Boynton was a contemporary American painter and printmaker. He has been recognized as a surrealist artist. He used "shape and form to both contradict the senses and to disrupt our relationship to space and time" (taken from Annex Galleries website 10⁄25⁄2010).
Boynton was born January 12, 1928 in Fort Worth, Texas. He received a BFA (1949) and an MFA (1955) from Texas Christian University.
Boynton began exhibiting his art in the 1950s. He won a Purchase Prize in the annual Texas exhibit at the Museum of Fine Arts in Houston and had a solo exhibit at the Ft. Worth Art Museum. He was one of seventeen artists to represent the United States in the Brussels World Fair in 1957/58.
He taught at the University of Houston (1955–1957), at the San Francisco Art Institute (1960–1962), and the University of St. Thomas (1969–1985). He also taught at the Northwood Institute in Dallas, Anderson Ranch in Aspen, Colorado, and the University of New Mexico.

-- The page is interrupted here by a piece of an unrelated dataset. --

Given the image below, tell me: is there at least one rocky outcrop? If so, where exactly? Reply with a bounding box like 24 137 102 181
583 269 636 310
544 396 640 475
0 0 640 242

There were three exhibits of his work: 1980 at the Amarillo Art Center – James Boynton: Retro/Spectrum; 1989 at Texas Christian University – Homecoming: A Thumbnail Retrospective; 2009 at William Reaves Fine Art – Six Decades of Jack Boynton.
His work is owned by several prestigious museums including the Museum of Modern Art, the Whitney Museum, the Guggenheim Museum, the Museum of Fine Arts in Houston, the Dallas Museum of Art, the Amon Carter Museum, the Museum of New Orleans, and the Tamarind Lithography Workshop in Albuquerque.
Ambiguous Answers was a set of 4 prints created from aluminum plates. The paper is Dutch Etching 20 x 22 inches. Each bears the wet stamp of Little Egypt Enterprise and the stamp of Master Printer David E. Folkman. The prints were YES, NO, MAYBE, and OK. Each has graphics of the earth within the art (an eroded river bed, a seashore, a river).
The University of Texas at Dallas owns Ambiguous Answers copy 21.